If you change the number of HA replicas, Argo CD will fail to fully synchronize the configuration because the PodDisruptionBudget resource cannot be updated. Argo CD will show an error saying that a resource failed to synchronize. To fix this problem, delete the PodDisruptionBudget resource in Argo CD and then resynchronize the vault app, and then Argo CD will be happy.

Upgrade Process

Unlike many applications managed by Argo CD, upgrading Vault requires manual intervention.

The Vault Helm chart is monitored by WhiteSource Renovate and can be upgraded via the normal pull requests that tool creates. It will not change the version of the Vault software itself. When merging an update, Argo CD will get confused about the upgrade status of Vault. Fixing this will require the manual intervention explained below. It’s good practice to check if Vault itself has an update each time the Vault Helm chart is updated.

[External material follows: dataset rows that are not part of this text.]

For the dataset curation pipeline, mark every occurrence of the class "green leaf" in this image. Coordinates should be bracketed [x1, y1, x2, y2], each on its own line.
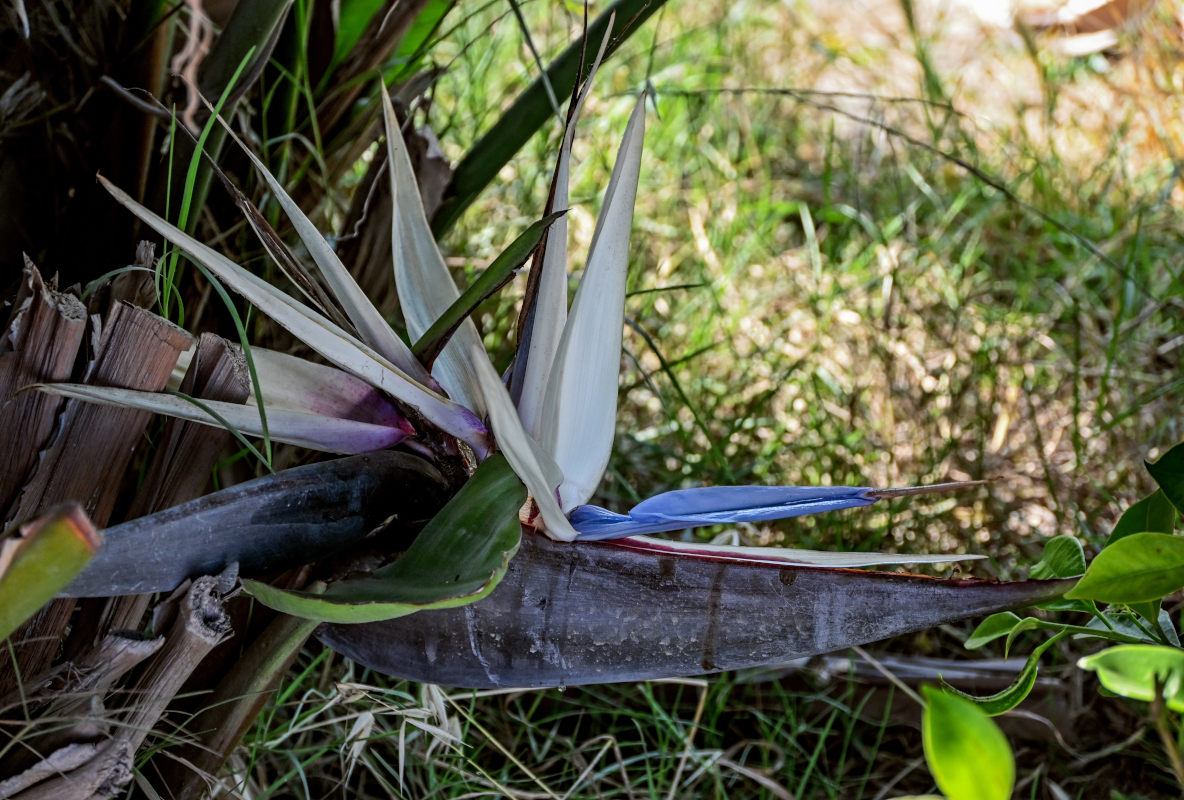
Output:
[1036, 596, 1093, 613]
[1146, 605, 1182, 647]
[1084, 609, 1156, 642]
[944, 631, 1068, 715]
[0, 506, 101, 640]
[1065, 532, 1184, 603]
[1003, 615, 1042, 657]
[1029, 535, 1086, 579]
[1078, 644, 1184, 712]
[1147, 442, 1184, 516]
[1107, 489, 1177, 547]
[244, 454, 525, 622]
[386, 0, 454, 83]
[921, 686, 1015, 800]
[411, 211, 565, 366]
[332, 0, 387, 67]
[964, 612, 1022, 650]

To upgrade Vault itself, first change the pinned version in the dependencies.version setting for Vault in applications/vault/Chart.yaml.

Then, after that change is merged and you have synced Argo CD to apply the changes in Kubernetes, follow the Vault upgrade instructions. You can skip the helm upgrade step, since Argo CD has already made the equivalent change. Where those instructions say to delete a pod, deleting it through Argo CD works correctly. You don’t need to resort to kubectl. Kubernetes will not automatically upgrade the servers because the Vault StatefulSet uses OnDelete as the update mechanism.

After the upgrade is complete, you will notice that Argo CD thinks a deployment is in progress and will show the application as Progressing rather than Healthy. This is due to an Argo CD bug. To work around that bug:

  1. Open the Argo CD dashboard and locate the StatefulSet. You will see two or more ControllerRevision resources with increasing versions, and three Pod resources. Check all the Pod resources and confirm they’re running the latest revision. (This should be the end result of following the above-linked upgrade instructions.)

  2. Delete the unused ControllerRevision objects using Argo CD, leaving only the latest that matches the revision the pods are running.

  3. Delete one of the stand-by pods and let Kubernetes recreate it. See the Vault upgrade instructions above for how to identify which pods are stand-by.

This should clear the erroneous Progressing status in Argo CD.